Passenger and commercial vehicle drivers who travel at unsafe speeds are responsible for about a quarter of all road deaths. The Commercial Vehicle Safety Alliance’s annual Operation Safe Driver Week is a weeklong awareness and outreach initiative that targets risky behavior like speeding and not using seat belts with educational campaigns and enforcement actions. During the most recent Operation Safe Driver Week, which ended on July 17, law enforcement agencies in Michigan and around the country pulled over more than 28,000 tractor-trailers and almost 18,000 cars, pickup trucks and SUVs.
These traffic stops led to citations for more than 3,000 commercial vehicle operators and more than 9,000 passenger vehicle drivers.
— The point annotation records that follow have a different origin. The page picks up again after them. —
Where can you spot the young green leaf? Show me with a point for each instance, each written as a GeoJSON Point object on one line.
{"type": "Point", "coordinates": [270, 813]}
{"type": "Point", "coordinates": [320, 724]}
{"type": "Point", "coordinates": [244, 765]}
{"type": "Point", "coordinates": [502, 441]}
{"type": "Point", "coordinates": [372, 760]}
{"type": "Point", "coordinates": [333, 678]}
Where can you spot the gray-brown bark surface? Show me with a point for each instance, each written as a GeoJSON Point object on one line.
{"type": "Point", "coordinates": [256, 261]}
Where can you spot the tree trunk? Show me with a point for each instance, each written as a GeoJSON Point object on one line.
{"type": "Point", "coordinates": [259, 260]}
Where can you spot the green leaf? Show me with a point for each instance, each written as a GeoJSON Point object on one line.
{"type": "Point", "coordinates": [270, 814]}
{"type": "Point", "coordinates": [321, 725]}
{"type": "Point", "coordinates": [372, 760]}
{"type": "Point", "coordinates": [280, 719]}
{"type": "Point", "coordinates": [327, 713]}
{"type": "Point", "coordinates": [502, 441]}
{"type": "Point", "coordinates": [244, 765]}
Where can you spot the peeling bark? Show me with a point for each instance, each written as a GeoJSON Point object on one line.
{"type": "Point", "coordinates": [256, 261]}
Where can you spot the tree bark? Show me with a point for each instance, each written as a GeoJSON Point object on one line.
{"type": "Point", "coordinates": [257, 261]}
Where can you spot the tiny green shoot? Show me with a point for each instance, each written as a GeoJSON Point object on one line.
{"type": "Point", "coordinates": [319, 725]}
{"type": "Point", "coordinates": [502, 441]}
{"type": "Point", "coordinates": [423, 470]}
This means that police issued citations to about half of the passenger vehicle drivers they pulled over, which indicates that most of them were stopped for moving violations like speeding. Speeding was the most common reason given for writing a citation, but a large number of tickets were also issued to drivers who were unrestrained by seat belts, ignored traffic control devices or used cellphones or other mobile devices while behind the wheel.
While police officers around the country were pulling over car and truck drivers during Operation Safe Driver Week, the federal Motor Carrier Safety Administration was wrapping up a seven-week investigation into trucking companies with poor safety records and a history of motor vehicle accidents. After investigating almost 300 high and moderate-risk carriers, the agency issued 30 unsatisfactory ratings, 64 conditional ratings and 10 out-of-service orders. Carriers rated as unsatisfactory that fail to address pressing safety issues may be prohibited from operating commercial vehicles.
Patience and vigilance
The results of Operation Safe Driver Week suggest that many car drivers behave recklessly to avoid getting stuck behind commercial vehicles. This is incredibly dangerous as tractor-trailers can weigh as much as 40 tons, have large blind spots and do not stop as quickly or turn as sharply as passenger vehicles. The CVSA should be commended for raising awareness about this issue and addressing it with outreach initiatives as well as an enforcement blitz.